Il Comune ha avviato le verifiche sui versamenti dell’imposta sugli immobili effettuati dal 2017 al 2019 Già inviati 466 avvisi di accertamento. Il sindaco Petrucci: «Recupereremo le somme non incassate» 

PENNE. Il settore finanziario del Comune di Penne, tramite le società esterna incaricata, ha predisposto dei controlli sull’Imu. È stato approvato un elenco di avvisi di accertamento per le annualità 2017-2018-2019. In totale, 466. «L'amministrazione comunale è impegnata, come già anticipato in occasione dell'approvazione del bilancio di previsione, alle operazioni di recupero dell'evasione tributaria», spiega il sindaco di Penne Gilberto Petrucci.

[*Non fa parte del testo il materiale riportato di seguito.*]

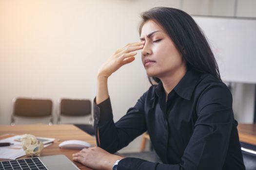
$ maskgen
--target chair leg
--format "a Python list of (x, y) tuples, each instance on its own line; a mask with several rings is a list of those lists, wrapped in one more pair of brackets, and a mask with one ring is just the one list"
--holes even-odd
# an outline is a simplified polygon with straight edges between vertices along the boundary
[(145, 137), (145, 136), (143, 135), (142, 136), (142, 141), (141, 142), (141, 145), (140, 146), (140, 152), (143, 152), (145, 150), (146, 141), (147, 139)]

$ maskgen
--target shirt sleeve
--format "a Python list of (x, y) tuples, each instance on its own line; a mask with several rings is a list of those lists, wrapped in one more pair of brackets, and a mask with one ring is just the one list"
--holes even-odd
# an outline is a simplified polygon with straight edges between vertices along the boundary
[(232, 95), (221, 84), (208, 87), (200, 96), (198, 118), (179, 164), (164, 164), (125, 158), (118, 170), (222, 170), (235, 120)]
[(116, 123), (110, 98), (98, 105), (94, 100), (94, 128), (98, 146), (115, 153), (146, 131), (144, 98), (145, 94)]

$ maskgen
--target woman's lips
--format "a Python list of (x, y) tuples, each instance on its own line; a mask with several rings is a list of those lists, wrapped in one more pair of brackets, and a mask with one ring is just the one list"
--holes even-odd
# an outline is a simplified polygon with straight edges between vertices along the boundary
[(149, 59), (146, 59), (144, 61), (144, 65), (145, 67), (150, 66), (154, 63), (156, 63), (155, 61), (149, 60)]

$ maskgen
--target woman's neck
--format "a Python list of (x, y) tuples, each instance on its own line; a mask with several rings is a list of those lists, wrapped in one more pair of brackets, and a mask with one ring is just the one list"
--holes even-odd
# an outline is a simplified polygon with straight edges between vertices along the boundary
[(163, 84), (163, 87), (165, 92), (166, 101), (168, 94), (170, 93), (183, 77), (186, 74), (186, 68), (181, 68), (178, 70), (176, 70), (168, 76), (159, 78)]

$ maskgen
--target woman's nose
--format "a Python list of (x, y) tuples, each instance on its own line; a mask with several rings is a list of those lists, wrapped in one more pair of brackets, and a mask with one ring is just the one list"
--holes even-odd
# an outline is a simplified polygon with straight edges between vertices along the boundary
[(142, 50), (142, 54), (144, 56), (151, 54), (152, 52), (150, 46), (146, 42)]

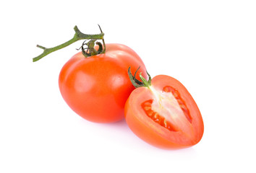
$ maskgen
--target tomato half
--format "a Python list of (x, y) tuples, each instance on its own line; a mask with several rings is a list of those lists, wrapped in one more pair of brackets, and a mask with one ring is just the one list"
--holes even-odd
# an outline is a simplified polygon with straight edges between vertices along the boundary
[(139, 138), (162, 148), (195, 145), (204, 131), (192, 97), (179, 81), (168, 76), (156, 76), (150, 86), (135, 89), (126, 102), (124, 115)]
[(106, 44), (106, 53), (85, 58), (74, 55), (63, 66), (59, 85), (67, 105), (81, 117), (96, 123), (111, 123), (124, 117), (125, 102), (135, 87), (127, 75), (140, 66), (146, 70), (139, 56), (129, 47)]

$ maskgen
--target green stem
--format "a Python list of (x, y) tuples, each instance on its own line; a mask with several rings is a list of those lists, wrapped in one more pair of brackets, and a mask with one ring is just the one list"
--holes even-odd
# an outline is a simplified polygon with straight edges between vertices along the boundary
[(81, 32), (79, 30), (78, 27), (77, 26), (75, 26), (74, 27), (74, 30), (75, 32), (74, 35), (73, 37), (73, 38), (72, 38), (70, 40), (65, 42), (64, 43), (62, 43), (59, 45), (55, 46), (54, 48), (46, 48), (45, 47), (43, 47), (41, 45), (37, 45), (38, 48), (41, 48), (43, 50), (43, 53), (41, 53), (40, 55), (39, 55), (37, 57), (35, 57), (34, 58), (33, 58), (33, 61), (35, 62), (38, 60), (40, 60), (40, 58), (42, 58), (43, 57), (47, 56), (48, 54), (54, 52), (56, 50), (58, 50), (59, 49), (64, 48), (71, 44), (72, 44), (73, 43), (80, 40), (86, 40), (86, 39), (95, 39), (95, 40), (103, 40), (103, 36), (104, 36), (104, 33), (101, 32), (101, 34), (98, 35), (86, 35), (84, 34), (82, 32)]

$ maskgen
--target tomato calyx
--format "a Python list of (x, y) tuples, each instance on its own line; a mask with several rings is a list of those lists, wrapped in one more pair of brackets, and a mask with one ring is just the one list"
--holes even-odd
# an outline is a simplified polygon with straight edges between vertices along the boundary
[[(104, 33), (102, 32), (100, 25), (98, 25), (100, 30), (101, 30), (101, 33), (98, 34), (98, 35), (84, 34), (78, 29), (78, 27), (77, 26), (74, 26), (74, 30), (75, 32), (74, 35), (71, 40), (68, 40), (67, 42), (65, 42), (59, 45), (55, 46), (54, 48), (47, 48), (43, 47), (42, 45), (37, 45), (36, 47), (43, 49), (43, 52), (41, 54), (40, 54), (39, 56), (33, 58), (33, 61), (35, 62), (35, 61), (41, 59), (42, 58), (45, 57), (46, 56), (50, 54), (52, 52), (54, 52), (54, 51), (56, 51), (56, 50), (60, 50), (61, 48), (64, 48), (72, 44), (73, 43), (77, 42), (78, 40), (85, 40), (86, 41), (89, 40), (89, 42), (88, 43), (90, 43), (88, 45), (88, 50), (90, 53), (88, 51), (85, 51), (85, 50), (83, 51), (83, 55), (85, 57), (95, 56), (95, 55), (98, 55), (100, 53), (104, 53), (105, 50), (106, 50), (105, 42), (104, 42), (104, 38), (103, 38)], [(102, 48), (102, 47), (103, 47), (102, 44), (100, 43), (99, 42), (96, 43), (96, 45), (98, 45), (99, 46), (98, 50), (95, 50), (94, 49), (94, 45), (95, 45), (94, 43), (98, 40), (102, 40), (102, 42), (104, 45), (104, 49)], [(84, 42), (83, 45), (86, 45), (86, 43), (85, 43), (85, 42)], [(83, 47), (83, 45), (81, 46), (81, 48)], [(93, 47), (93, 48), (92, 48), (92, 47)], [(86, 50), (86, 49), (84, 48), (84, 50)]]
[[(98, 25), (98, 27), (100, 27), (101, 33), (103, 33), (100, 25)], [(104, 53), (106, 52), (106, 45), (105, 45), (104, 38), (103, 37), (102, 38), (102, 42), (103, 43), (103, 45), (102, 45), (101, 42), (96, 42), (96, 40), (97, 40), (96, 39), (85, 40), (82, 43), (81, 47), (77, 50), (78, 50), (81, 48), (82, 53), (85, 58)], [(98, 50), (95, 49), (95, 44), (98, 45)], [(84, 48), (85, 45), (86, 45), (87, 48)]]
[(128, 68), (129, 78), (132, 85), (135, 88), (139, 88), (139, 87), (142, 87), (142, 86), (149, 88), (151, 86), (151, 76), (148, 73), (148, 71), (146, 71), (146, 72), (147, 72), (147, 74), (148, 76), (148, 81), (147, 81), (141, 75), (141, 73), (140, 74), (140, 78), (141, 81), (136, 79), (136, 74), (137, 74), (137, 71), (140, 69), (140, 66), (139, 66), (139, 68), (137, 69), (137, 71), (135, 73), (135, 75), (132, 76), (132, 72), (131, 72), (131, 67), (129, 67), (129, 68)]

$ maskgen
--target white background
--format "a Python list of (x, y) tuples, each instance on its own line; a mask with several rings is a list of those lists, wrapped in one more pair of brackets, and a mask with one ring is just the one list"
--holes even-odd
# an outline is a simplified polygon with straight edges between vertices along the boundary
[[(0, 172), (256, 172), (255, 1), (1, 1)], [(152, 76), (179, 80), (200, 109), (196, 146), (166, 151), (124, 120), (82, 119), (58, 86), (76, 43), (40, 61), (37, 44), (73, 37), (74, 25), (125, 44)]]

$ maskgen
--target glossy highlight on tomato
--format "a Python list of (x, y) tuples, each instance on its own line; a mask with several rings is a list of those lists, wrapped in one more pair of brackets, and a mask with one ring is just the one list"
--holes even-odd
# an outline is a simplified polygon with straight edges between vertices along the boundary
[(105, 53), (88, 58), (78, 53), (60, 72), (61, 94), (67, 105), (88, 120), (119, 121), (124, 118), (125, 102), (135, 89), (127, 75), (132, 65), (140, 66), (140, 72), (146, 76), (142, 61), (126, 45), (106, 44)]
[(168, 76), (156, 76), (148, 87), (135, 89), (126, 102), (124, 115), (139, 138), (158, 148), (189, 147), (203, 135), (197, 104), (182, 84)]

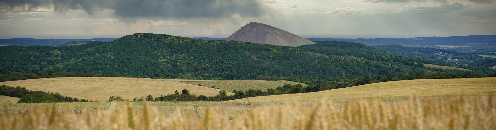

L'area finanziaria ha predisposto gli elenchi dei contribuenti-evasori accertati nel periodo 2017-2019 esclusivamente per l'Imu. Gli uffici hanno stimato circa 366mila euro di evasione; le risorse recuperate saranno destinate a coprire la spesa corrente, tra cui l'aumento dei costi dell'energia e per il fondo sociale. I contribuenti accertati avranno 60 giorni di tempo dalla notifica per presentare rettifiche o annullamenti dell'accertamento. «Voglio ringraziare la responsabile dell'area finanziaria, la dottoressa Antonella Cicoria, e i dipendenti dell'ufficio tributi per l'attività svolta soprattutto nella ricostruzione dell'anagrafe tributaria necessaria per avere un quadro completo delle entrate», ha concluso il primo cittadino di Penne.
Secondo quanto stimato, oltre all'imposta evasa di 366.294 euro, ci sarebbe una sanzione accessoria di 102.012 euro. Gli interessi ammontano invece a 6.108 euro con spese di notifiche quantificate in 2.330 euro. Complessivamente la somma da recuperare per le casse dell'ente pennese sarebbe di 476.744. Una cifra notevole considerate le difficoltà del Comune di Penne a fare fronte al rincaro dell’energia. Tra il 2021 e il 2022, il Comune di Penne ha registrato un aumento di circa 264mila euro tra illuminazione pubblica e gas. E ora, per l’illuminazione pubblica si va verso la riduzione di un’ora al giorno, mentre per i riscaldamento delle sedi pubbliche l’ente vestino ha fatto sapere che si atterrà alle misure statali. È stato costituito anche un gruppo di lavoro, composto dagli assessori Valentina Chiarella e Nunzio Campitelli, per approvare un piano di riduzione dei costi energetici. Nel piano si punta a ridurre i costi del gas nelle strutture pubbliche, tra cui le sedi istituzionali. Rimarranno invariate solo le scuole che già fanno la settimana corta. Per l’illuminazione pubblica, invece, con il gestore (Sig spa), si sta lavorando per attivare una razionalizzazione dei costi. L'idea è di ridurre un’ora al giorno ed intervenire sulle strutture pubbliche meno utilizzate.